~Class Meeting #22---Testing a claim about a mean
(Population standard deviation is known)

~Note:  Again, not a very realistic situation since knowing the population standard deviation without knowing the population mean usually does not occur.  

~Assumptions:  
1) Population standard deviation is known  
 
2) Either n ≥30 or the population is normally distributed
   (either one or both)

~Test statistic:   z = ( x bar - m_o) / [s/√n],  x bar is the sample mean
and m_o comes from the null hypothesis

~p-values:  use the TI-83 or table A-2 (standard normal curve).

~Critical values:  use the TI-83 or table A-2 (standard normal curve).

~Note:  There are two methods you can use.  The standard method (using  critical regions) or the p-value method (TI-83).

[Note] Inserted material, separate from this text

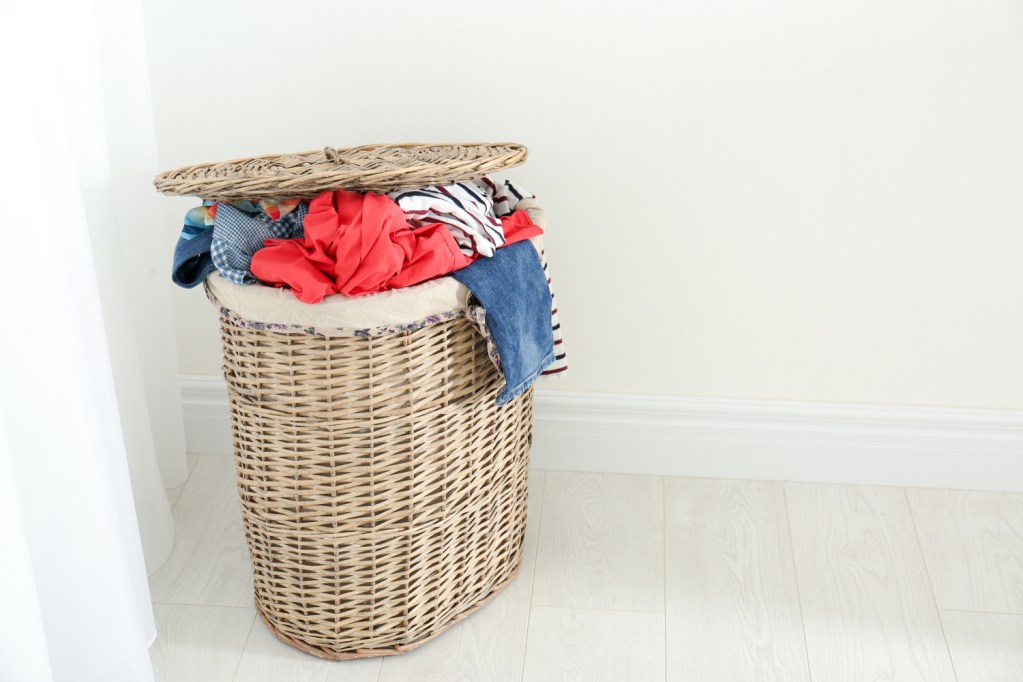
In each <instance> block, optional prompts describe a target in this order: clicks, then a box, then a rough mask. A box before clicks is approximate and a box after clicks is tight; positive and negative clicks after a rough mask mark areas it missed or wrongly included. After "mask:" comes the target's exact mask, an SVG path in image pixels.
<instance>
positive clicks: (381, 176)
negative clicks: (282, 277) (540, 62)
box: [152, 142, 528, 200]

~The p-value method is recommended since the TI-83 does all the work for you.  However, you must understand  both.

~Example:  In 1999, the average retail price of a certain line of books was $24.96.  A sample of 40 such books gave an average retail price of $26.10 in today’s market. Test the claim that the average retail price has not increased from the 1999 average at the .10 level of significance. Assume the standard deviation of the price of this line of books is estimated to be $8.33. Use both methods. State the conclusion properly.

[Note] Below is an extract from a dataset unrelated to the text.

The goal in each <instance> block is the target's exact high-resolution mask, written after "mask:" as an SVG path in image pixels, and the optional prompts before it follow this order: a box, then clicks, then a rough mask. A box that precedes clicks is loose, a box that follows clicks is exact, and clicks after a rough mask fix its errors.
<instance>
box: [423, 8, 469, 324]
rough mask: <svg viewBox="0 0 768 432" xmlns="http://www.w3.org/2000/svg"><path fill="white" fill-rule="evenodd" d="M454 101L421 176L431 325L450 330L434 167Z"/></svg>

~Method 1: (standard method)

  H_o: m = 24.96           a = .10
  H₁: m > 24.96           To get the critical value, Z, use 2nd Vars
                                       menu 3, Invnorm(.90) = 1.28
                                       s = 8.33

  Test statistic = z = (26.10-24.96)/[8.33/√40] = .866

   Since the test statistic is not in the rejection region, we do not reject H_o.

     Conclusion: Based on our sample of 40 books, we have insufficient evidence to conclude that the average retail price of these books has increased. ( at the .10 level of significance)


~Method 2: (p-value method using the TI-83)

  Use STAT, TESTS, Z-Test (menu 1), stats, m_o: 24.96, s: 8.33, sample mean: 26.10, n: 40,  > m_o, calculate, enter.

  Look for p = .19336972 which is not less than .10, so we do not reject the null hypothesis.  Conclusion is stated the same as above.

~Example:  A company that produces snack foods uses a packaging machine to package 454-gram bags of  chips. The quality control department sampled 50 bags and found the average to be 451.21 grams with a population standard deviation of 7.9 grams.

Test, at the 5% level, whether the sample data provides sufficient evidence that the packaging machine is not working properly.

Ans: (use the TI-83),  H_o: m = 454,  H₁: m ≠ 454
        (this is a two-tailed test),  a = .05,  s = 7.9,  n = 50,
        p-value is .0125 < .05, so, reject Ho.

Conclusion: There is sufficient evidence to conclude that the packaging machine is not working properly.